Her hand plunged into the dark shadow cast by one of the spires gleaming like teeth upthrust around her. The ring in her hand shone forth from the shadow across the way. In a mind-warping twist, the ring inverted, swallowing the shadow within itself even as she pulled her hand back. As her hand threatened to leave the shadow, her fist clenched then melted into a fluid mass before it reformed, a second shadow held in a tiny open space inside her.

The ring fell to the ground, a single metallic note proclaiming its freedom.

Moving quickly in spite of apparently being mired in the stone floor, she slogged across and grabbed the ring. Holding it in her hand, her eyes crossed momentarily as she tried to comprehend what she'd done, how it could be separate and yet still part of her. Even worse, she could feel the drain of the shadow cloak increasing her thirst.

Eyes and throat burning, she slipped the ring into a deep pocket in Gandalf's robes. She moved to teleport him back to the one place she was sure she could remember; the little room in Frodo's home where they'd had their long discussion about the ring, the room she'd been held in, in the open, for several hours. As she reached for the magic of the ring of teleportation, she felt the quicksilver drinking power from the wand of fire. She grasped frantically for the thin skein of gold that held the power of teleportation, but it was empty, quiescent. To be sure, she knew how to power the magic items she absorbed with her own magic essence, but it was of precisely that essence that she was in such desperate need.

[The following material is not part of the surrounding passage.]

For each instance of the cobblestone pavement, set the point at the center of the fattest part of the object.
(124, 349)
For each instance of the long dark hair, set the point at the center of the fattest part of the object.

She collapsed then atop the tower, feeling a growing sense of hopelessness. If her quicksilver died, taking with it the pool of magic that sustained her, would she still be able to defeat Saffron and save her family when she finally made it home? Worse yet, would she even be able to make it home? She shivered, curling into a fetal ball, resting within the surface of the black stone as if it were inch-deep water.

She gave in to the feeling of hunger, losing her grip on all other sensation, surrendering to the unfettered flow of time. To her astonishment, when she was brought back to herself by a series of thunderous crashes, she found that she had been covered by a torn strip of cloth tucked in about her. She realized that she must have moved unconsciously to secure the makeshift blanket, for it was beneath one foot and grasped in her hand. There could be little doubt that the wizard had done this, gifting her with a portion of the cloak he could ill-afford to spare on this windswept height, but even he could not have slipped it beneath her foot, for in the absence of her will, though to her the black stone was like a thick mud, any other who sought to move her would not be able to effect even the most minute separation between her and the floor in which she lay.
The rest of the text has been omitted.